À Sidi-Ferruch, il n’était pas seulement question d’honneur. Les pays européens voulaient mettre un terme à la piraterie barbaresque qui depuis des siècles infestait la Méditerranée, aux captures de chrétiens vendus comme esclaves sur les marchés d’Alger et aux cruels supplices dont Arabes et Ottomans appréciaient le spectacle. Donc, en mai 1830, six cent soixante-quinze navires, transportant plus de trente-six mille soldats, avaient levé l’ancre à Marseille et Toulon. Avant l’embarquement, le général Louis Auguste Victor de Ghaisne, comte de Bourmont, ministre de la Guerre, commandant en chef de l’expédition, avait transmis à ses troupes son premier ordre du jour : « La cause de la France est celle de l’humanité. Montrez- vous dignes de votre belle mission. Qu’aucun excès ne ternisse l’éclat de vos exploits ; terribles dans le combat, soyez justes et humains après la victoire. » Le 5 juillet, le dey d’Alger acceptait l’acte de capitulation, qui prévoyait :

L’exercice de la religion mahométane restera libre ; la liberté des habitants de toutes les classes, leur religion, leur commerce, leur industrie ne recevront aucune atteinte ; leurs femmes seront respectées. Le général en chef en prend l’engagement sur l’honneur.
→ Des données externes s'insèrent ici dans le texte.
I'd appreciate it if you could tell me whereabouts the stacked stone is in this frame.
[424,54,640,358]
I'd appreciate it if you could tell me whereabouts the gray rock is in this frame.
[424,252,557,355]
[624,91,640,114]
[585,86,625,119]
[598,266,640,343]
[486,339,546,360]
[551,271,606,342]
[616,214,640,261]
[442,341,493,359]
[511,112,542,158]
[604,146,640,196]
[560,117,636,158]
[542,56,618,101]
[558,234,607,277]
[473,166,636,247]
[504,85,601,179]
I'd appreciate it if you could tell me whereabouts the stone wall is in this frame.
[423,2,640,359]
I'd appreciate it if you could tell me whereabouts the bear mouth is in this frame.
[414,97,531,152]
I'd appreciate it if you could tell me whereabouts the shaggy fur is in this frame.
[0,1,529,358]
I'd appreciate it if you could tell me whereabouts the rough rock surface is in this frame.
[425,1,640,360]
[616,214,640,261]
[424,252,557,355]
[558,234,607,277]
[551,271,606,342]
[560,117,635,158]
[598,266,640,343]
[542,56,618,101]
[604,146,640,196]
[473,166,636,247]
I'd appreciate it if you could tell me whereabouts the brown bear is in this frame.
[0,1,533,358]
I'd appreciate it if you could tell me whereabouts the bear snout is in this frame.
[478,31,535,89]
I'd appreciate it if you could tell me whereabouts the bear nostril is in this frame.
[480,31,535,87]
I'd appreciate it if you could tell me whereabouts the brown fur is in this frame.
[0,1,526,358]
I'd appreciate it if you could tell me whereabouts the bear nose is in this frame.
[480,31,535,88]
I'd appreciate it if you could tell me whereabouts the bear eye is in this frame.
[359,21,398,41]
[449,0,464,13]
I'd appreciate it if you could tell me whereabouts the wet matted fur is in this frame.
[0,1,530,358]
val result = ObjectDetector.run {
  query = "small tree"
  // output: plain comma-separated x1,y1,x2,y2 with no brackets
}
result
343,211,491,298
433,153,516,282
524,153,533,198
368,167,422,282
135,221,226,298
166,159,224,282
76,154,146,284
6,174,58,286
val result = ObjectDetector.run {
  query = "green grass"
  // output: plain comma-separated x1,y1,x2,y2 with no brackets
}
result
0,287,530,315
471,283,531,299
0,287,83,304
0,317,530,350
La pacification de cette régence de la Sublime Porte allait durer des décennies, ponctuée de combats impitoyables et de monstruosités. En 1830, Paul Raynal, intendant militaire de l’armée d’Afrique, témoignait :

Ces bédouins sont d’effroyables gens, ils coupent une tête avec un plaisir féroce dont il est difficile de se faire une idée. Jugez-en. Dans la chaleur du combat, ils se contentent de saisir le prisonnier, de détacher la tête du tronc et de l’emporter ; mais quand ils peuvent prendre leur temps, ils commencent par abattre les deux poignets, puis ils coupent les oreilles, puis tailladent la nuque de manière à faire un tatouage sanglant, puis enfin, ils abattent le nez. Ce n’est qu’alors que leur victime cesse de souffrir en ayant le col coupé. Un de nos gens a été délivré de leurs mains après avoir supporté une bonne part de ce traitement. Ses poignets lui étaient restés, son nez et sa nuque se recollent à l’hôpital, mais ses oreilles sont demeurées sur le champ de bataille.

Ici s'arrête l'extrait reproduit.